Włodarze, kibice, a także sami piłkarze Lecha Poznań nie mogą być zadowoleni. Do siedziby klubu dotarły bowiem wieści dotyczące rozbudowy stadionu „Kolejorza”. Według doniesień niepewne jest zakończenie montażu konstrukcji dachowej w określonym wcześniej terminie.
– Jeśli te wiadomości miałyby się potwierdzić, to mamy powód do niepokoju. Znaczyłoby to tyle, że ani 21 listopada, a może nawet w grudniu nie zagramy na Bułgarskiej. Spowodowane jest to faktem, że konstrukcje, które miały być osadzone na miejscu już trzy tygodnie temu, nadal znajdują się na poziomie jednego metra – poinformował Arkadiusz Kasprzak, wiceprezes poznańskiej drużyny.

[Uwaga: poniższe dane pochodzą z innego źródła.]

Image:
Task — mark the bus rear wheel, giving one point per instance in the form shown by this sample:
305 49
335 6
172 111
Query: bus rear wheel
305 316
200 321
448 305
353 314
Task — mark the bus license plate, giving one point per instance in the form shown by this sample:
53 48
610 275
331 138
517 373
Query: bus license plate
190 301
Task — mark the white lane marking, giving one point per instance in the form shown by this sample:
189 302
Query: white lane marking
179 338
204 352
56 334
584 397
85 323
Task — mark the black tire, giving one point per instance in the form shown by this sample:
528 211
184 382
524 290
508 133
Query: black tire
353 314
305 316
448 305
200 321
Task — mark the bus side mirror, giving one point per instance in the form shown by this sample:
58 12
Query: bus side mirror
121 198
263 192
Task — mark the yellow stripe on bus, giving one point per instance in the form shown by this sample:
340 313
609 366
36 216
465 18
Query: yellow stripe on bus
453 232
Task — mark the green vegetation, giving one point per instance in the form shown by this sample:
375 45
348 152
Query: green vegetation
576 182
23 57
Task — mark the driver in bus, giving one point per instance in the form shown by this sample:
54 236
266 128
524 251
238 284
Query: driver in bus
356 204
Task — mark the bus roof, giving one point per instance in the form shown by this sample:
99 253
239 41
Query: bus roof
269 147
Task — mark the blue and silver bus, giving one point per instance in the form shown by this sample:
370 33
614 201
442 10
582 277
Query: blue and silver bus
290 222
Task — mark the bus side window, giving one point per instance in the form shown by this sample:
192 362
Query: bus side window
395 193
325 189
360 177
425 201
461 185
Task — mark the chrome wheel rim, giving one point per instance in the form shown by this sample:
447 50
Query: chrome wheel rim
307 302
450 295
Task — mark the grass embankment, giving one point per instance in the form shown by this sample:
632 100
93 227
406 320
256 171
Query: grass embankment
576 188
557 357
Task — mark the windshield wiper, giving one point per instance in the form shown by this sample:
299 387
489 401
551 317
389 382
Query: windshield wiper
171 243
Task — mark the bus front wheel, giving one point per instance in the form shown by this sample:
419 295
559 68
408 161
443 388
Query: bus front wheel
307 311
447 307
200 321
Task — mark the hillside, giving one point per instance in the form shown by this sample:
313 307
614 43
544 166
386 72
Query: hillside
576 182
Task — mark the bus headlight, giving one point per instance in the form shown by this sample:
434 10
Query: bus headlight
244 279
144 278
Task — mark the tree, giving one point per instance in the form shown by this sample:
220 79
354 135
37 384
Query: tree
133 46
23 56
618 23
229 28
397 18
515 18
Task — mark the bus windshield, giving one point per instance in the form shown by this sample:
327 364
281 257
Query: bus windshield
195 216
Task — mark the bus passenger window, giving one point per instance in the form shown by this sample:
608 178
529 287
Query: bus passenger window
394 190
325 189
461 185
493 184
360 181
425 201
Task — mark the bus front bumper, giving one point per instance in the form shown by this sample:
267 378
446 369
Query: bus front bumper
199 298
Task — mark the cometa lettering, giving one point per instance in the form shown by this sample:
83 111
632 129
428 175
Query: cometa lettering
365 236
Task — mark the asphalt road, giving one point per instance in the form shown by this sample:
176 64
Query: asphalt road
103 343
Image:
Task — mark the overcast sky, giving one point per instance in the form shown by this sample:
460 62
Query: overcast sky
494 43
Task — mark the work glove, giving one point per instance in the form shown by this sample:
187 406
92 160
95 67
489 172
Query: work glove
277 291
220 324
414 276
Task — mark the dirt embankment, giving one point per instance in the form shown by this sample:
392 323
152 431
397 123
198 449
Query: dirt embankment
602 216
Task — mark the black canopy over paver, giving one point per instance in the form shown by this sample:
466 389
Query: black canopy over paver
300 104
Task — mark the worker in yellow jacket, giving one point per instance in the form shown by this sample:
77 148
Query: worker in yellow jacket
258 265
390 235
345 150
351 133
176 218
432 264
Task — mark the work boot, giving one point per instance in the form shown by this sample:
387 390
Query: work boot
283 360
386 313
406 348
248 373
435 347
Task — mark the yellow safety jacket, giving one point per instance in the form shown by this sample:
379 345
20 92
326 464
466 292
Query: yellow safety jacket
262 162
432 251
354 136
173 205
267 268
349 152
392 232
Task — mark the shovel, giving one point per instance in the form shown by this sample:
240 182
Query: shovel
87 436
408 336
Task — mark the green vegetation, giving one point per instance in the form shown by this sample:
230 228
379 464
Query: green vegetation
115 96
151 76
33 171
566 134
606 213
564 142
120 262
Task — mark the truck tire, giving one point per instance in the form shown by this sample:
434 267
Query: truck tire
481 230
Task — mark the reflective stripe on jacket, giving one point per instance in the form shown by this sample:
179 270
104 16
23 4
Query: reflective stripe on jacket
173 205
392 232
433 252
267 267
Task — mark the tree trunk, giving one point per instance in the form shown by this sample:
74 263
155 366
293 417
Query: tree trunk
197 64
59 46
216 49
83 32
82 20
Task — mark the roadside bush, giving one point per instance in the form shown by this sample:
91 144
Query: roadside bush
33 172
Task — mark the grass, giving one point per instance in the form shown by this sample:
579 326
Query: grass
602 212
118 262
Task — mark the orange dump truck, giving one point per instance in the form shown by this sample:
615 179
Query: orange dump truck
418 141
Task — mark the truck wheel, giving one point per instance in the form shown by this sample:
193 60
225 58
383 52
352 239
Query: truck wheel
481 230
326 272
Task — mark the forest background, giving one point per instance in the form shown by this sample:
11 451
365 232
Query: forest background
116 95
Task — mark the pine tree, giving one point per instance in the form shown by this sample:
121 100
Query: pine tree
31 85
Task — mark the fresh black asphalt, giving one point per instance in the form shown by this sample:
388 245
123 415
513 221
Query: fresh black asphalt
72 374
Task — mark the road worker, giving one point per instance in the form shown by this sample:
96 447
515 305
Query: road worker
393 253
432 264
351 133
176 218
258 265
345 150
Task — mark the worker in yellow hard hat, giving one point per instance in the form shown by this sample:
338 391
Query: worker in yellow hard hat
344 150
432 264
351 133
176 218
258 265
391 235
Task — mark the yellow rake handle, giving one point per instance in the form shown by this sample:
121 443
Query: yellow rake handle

Wobec tych informacji pod znakiem zapytania stoją także występy Lecha przy Bułgarskiej w ramach pierwszych kolejek rundy wiosennej. Z tego faktu nie mogą być również zadowoleni sympatycy „Lechitów”, którzy byli pewni, że przyjdzie im dopingować swój klub na zmodernizowanym, nowoczesnym obiekcie jeszcze w tym roku. Wygląda jednak na to, że plany te będzie trzeba odłożyć na kolejne miesiące.